South Med economies show a mixed reality. On the one hand,
countries such as Libya, Syria and Lebanon, and to a lesser
extent Tunisia and Palestine, suffer significantly due to the
political instability and social unrest which have translated
into deep recession; by contrast, in 2020 countries such as
Turkey and Egypt recorded slower growth rates, and their
recovery in 2021 and 2022 was significant despite the war (see
fig. 2).

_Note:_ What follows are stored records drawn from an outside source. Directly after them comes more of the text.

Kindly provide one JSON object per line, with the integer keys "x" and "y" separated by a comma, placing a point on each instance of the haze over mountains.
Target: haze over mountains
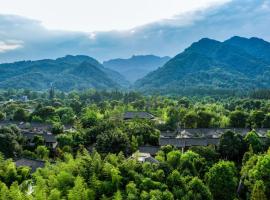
{"x": 237, "y": 64}
{"x": 136, "y": 67}
{"x": 67, "y": 73}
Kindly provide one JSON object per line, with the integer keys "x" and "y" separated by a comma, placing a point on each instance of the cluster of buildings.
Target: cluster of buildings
{"x": 181, "y": 138}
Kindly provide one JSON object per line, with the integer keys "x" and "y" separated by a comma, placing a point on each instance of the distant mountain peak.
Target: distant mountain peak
{"x": 137, "y": 66}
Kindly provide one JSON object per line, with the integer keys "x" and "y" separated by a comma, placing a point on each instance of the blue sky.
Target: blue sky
{"x": 36, "y": 30}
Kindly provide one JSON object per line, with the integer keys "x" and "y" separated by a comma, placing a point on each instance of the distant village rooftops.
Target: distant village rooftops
{"x": 137, "y": 115}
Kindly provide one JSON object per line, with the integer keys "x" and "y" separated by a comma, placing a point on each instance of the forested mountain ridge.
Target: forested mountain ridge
{"x": 67, "y": 73}
{"x": 136, "y": 67}
{"x": 212, "y": 65}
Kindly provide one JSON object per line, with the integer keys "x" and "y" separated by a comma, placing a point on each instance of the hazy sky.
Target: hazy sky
{"x": 105, "y": 29}
{"x": 101, "y": 15}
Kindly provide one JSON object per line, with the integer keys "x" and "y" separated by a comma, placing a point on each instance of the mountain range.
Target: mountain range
{"x": 237, "y": 64}
{"x": 207, "y": 66}
{"x": 66, "y": 73}
{"x": 136, "y": 67}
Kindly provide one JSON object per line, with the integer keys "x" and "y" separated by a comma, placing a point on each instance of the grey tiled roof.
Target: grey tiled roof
{"x": 152, "y": 150}
{"x": 140, "y": 115}
{"x": 32, "y": 163}
{"x": 188, "y": 142}
{"x": 49, "y": 138}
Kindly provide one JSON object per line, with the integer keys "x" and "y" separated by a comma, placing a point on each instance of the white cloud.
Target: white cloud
{"x": 10, "y": 45}
{"x": 100, "y": 15}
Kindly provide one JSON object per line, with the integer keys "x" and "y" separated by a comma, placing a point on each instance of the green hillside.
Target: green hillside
{"x": 67, "y": 73}
{"x": 210, "y": 65}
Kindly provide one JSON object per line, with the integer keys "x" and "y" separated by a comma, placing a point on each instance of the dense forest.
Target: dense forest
{"x": 96, "y": 156}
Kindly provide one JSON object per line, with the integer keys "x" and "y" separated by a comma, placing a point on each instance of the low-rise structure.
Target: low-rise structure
{"x": 137, "y": 115}
{"x": 32, "y": 163}
{"x": 144, "y": 157}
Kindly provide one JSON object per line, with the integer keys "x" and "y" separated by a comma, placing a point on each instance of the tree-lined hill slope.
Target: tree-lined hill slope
{"x": 136, "y": 67}
{"x": 67, "y": 73}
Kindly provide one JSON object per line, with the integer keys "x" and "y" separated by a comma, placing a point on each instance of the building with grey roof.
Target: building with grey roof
{"x": 137, "y": 115}
{"x": 32, "y": 163}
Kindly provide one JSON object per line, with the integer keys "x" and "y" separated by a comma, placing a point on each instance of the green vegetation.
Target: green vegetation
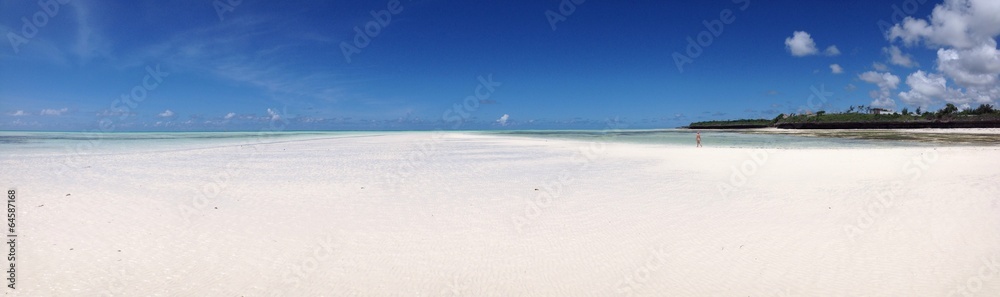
{"x": 865, "y": 114}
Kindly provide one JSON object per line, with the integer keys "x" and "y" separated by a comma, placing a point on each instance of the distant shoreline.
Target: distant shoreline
{"x": 860, "y": 125}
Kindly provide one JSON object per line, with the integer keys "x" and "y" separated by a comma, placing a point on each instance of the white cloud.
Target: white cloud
{"x": 886, "y": 82}
{"x": 897, "y": 57}
{"x": 954, "y": 23}
{"x": 503, "y": 119}
{"x": 964, "y": 32}
{"x": 924, "y": 88}
{"x": 836, "y": 69}
{"x": 977, "y": 67}
{"x": 832, "y": 51}
{"x": 801, "y": 44}
{"x": 54, "y": 112}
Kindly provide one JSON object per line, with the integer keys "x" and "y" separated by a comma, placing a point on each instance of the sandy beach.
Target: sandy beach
{"x": 453, "y": 214}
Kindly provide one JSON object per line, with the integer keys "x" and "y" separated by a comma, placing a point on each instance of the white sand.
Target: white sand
{"x": 370, "y": 216}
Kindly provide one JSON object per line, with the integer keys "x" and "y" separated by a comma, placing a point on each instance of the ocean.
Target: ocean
{"x": 87, "y": 142}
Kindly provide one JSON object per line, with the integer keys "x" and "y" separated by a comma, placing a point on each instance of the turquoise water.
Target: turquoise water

Thanks ¶{p. 73}to its large endowment
of fossil fuel energy resources, Algeria managed to rebound
strongly in 2022 in the wake of the energy crisis ignited by the
war, while Morocco saw its strong recovery in 2021 (almost 8 per
cent) shrink in 2022 to a mere 0.77 per cent. Morocco’s recovery
in 2021 was mainly sustained by the growth of the service
sector, especially by tourism. However, like all other
oil-importing countries in the region, such as Egypt and
Tunisia, Morocco was badly hit by the increase in energy prices
in the second half of 2022.
Note
[1] From now on we will refer to three different geographical areas of the Mediterranean which comprise: 1) Euro Med countries: Cyprus, France, Greece, Italy, Malta, Portugal, Slovenia, Spain; 2) East Med countries: Albania, Bosnia and Herzegovina, Croatia, Montenegro, North Macedonia, Serbia; 3) South Med countries: Algeria, Egypt, Israel, Jordan, Libya, Lebanon, Morocco, Syria, Turkey, Tunisia, West Bank and Gaza.